Geometric ergodicity of the Random Walk Metropolis with position-dependent proposal covariance

TL;DR

This paper investigates how using a position-dependent covariance matrix in the Metropolis-Hastings algorithm affects its ergodicity, showing that tailored choices can improve convergence properties especially in complex tail behaviors.

Contribution

It demonstrates that adaptive covariance matrices can enhance geometric ergodicity of the Metropolis-Hastings algorithm under various tail conditions, extending previous results for fixed proposals.

Findings

Unbounded growth of proposal variance in tails can ensure geometric ergodicity for heavy-tailed distributions.

Properly chosen $G(x)$ can achieve geometric ergodicity on narrow ridges, unlike standard RWM.

Growth rate of proposal variance must be controlled to avoid high rejection rates.

Abstract

We consider a Metropolis--Hastings method with proposal $\mathcal{N}(x, hG(x)^{-1})$, where $x$ is the current state, and study its ergodicity properties.
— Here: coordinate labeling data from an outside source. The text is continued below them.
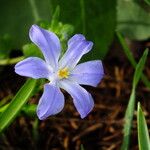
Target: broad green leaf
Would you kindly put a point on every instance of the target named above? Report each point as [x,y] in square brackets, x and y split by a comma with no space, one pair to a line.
[17,16]
[32,50]
[143,135]
[16,104]
[131,105]
[133,20]
[130,57]
[100,21]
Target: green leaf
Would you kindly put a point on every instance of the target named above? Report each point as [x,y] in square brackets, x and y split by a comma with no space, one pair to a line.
[32,50]
[5,46]
[131,105]
[133,20]
[100,21]
[147,1]
[18,16]
[130,57]
[139,68]
[128,121]
[143,135]
[16,104]
[55,18]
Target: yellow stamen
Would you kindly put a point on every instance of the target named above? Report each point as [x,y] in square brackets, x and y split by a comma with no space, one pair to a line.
[63,73]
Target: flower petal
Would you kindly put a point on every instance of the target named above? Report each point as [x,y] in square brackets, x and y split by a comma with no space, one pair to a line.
[83,100]
[48,42]
[51,102]
[88,73]
[77,47]
[33,67]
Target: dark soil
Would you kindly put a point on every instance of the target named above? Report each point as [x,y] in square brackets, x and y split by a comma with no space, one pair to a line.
[101,130]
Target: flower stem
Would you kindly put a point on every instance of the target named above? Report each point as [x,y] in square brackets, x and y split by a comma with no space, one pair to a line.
[10,61]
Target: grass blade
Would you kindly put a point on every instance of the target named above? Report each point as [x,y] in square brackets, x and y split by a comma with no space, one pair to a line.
[130,57]
[131,105]
[16,104]
[143,135]
[128,121]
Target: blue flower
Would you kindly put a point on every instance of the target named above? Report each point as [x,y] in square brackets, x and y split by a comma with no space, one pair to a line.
[63,72]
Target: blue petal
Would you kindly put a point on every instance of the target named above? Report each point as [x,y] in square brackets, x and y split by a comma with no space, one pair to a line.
[48,42]
[88,73]
[33,67]
[83,100]
[51,102]
[77,47]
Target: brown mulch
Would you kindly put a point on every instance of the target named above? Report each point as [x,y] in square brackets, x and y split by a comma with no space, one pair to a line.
[101,130]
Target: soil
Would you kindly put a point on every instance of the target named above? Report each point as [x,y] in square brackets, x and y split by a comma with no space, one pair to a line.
[101,130]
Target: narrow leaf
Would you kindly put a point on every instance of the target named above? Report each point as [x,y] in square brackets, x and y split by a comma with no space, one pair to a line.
[16,104]
[128,121]
[139,68]
[131,105]
[143,135]
[130,57]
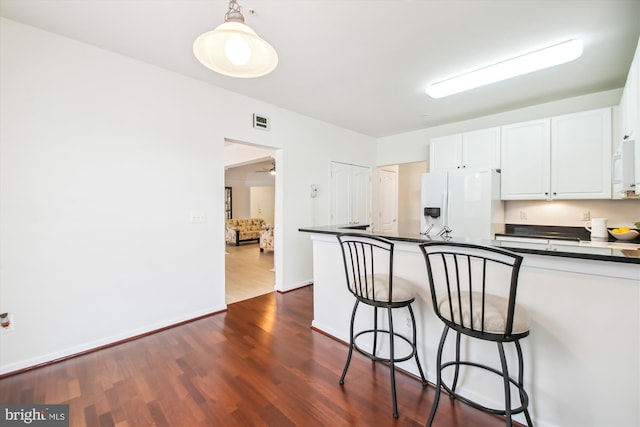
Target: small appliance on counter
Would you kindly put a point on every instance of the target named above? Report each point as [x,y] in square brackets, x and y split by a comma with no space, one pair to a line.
[623,171]
[598,228]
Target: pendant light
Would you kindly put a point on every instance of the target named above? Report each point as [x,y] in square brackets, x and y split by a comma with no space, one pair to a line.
[234,49]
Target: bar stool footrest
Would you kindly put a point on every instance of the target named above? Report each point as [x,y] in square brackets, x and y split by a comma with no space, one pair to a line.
[524,397]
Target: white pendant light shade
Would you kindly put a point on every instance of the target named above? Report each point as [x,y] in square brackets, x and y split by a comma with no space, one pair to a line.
[235,50]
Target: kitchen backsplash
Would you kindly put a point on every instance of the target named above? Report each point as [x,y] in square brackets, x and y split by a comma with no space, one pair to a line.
[570,213]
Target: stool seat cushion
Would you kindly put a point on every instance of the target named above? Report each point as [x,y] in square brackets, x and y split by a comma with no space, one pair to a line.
[495,315]
[378,290]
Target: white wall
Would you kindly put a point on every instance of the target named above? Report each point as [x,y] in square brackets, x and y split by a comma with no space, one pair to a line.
[102,160]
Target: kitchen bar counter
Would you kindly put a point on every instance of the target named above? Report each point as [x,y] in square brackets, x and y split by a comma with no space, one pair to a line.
[584,302]
[566,247]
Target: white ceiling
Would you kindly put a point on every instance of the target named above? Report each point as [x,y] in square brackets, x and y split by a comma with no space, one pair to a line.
[363,65]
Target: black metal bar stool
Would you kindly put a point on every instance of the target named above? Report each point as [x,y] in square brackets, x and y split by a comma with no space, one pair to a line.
[473,290]
[368,264]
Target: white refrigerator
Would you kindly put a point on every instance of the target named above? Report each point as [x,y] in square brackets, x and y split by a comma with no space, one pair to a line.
[466,201]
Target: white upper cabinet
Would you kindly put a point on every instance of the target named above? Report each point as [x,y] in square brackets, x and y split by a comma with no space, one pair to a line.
[630,101]
[565,157]
[526,161]
[630,112]
[470,150]
[581,155]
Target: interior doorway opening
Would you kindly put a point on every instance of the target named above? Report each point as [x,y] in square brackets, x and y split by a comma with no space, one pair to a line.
[250,174]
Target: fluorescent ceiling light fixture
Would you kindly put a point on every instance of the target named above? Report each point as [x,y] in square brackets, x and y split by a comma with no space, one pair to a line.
[534,61]
[234,49]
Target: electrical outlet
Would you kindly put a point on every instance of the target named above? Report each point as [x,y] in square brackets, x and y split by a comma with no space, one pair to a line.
[6,322]
[197,217]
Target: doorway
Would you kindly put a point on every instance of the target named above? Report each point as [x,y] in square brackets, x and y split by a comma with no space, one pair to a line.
[250,174]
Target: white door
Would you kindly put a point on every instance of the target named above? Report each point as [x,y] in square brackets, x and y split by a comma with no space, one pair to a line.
[340,193]
[350,194]
[387,201]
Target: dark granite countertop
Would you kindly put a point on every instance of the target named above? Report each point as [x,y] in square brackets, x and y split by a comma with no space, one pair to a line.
[624,252]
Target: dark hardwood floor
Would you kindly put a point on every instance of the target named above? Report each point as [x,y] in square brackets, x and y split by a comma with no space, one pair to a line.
[258,364]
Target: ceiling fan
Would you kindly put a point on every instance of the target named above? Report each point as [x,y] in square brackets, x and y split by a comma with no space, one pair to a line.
[271,170]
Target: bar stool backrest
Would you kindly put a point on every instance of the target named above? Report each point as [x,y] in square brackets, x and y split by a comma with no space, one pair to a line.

We show that suitable choices of $G(x)$ can change these compared to the Random Walk Metropolis case $\mathcal{N}(x, h\Sigma)$, either for better or worse. We find that if the proposal variance is allowed to grow unboundedly in the tails of the distribution then geometric ergodicity can be established when the target distribution for the algorithm has tails that are heavier than exponential, but that the growth rate must be carefully controlled to prevent the rejection rate approaching unity. We also illustrate that a judicious choice of $G(x)$ can result in a geometrically ergodic chain when probability concentrates on an ever narrower ridge in the tails, something that is not true for the Random Walk Metropolis.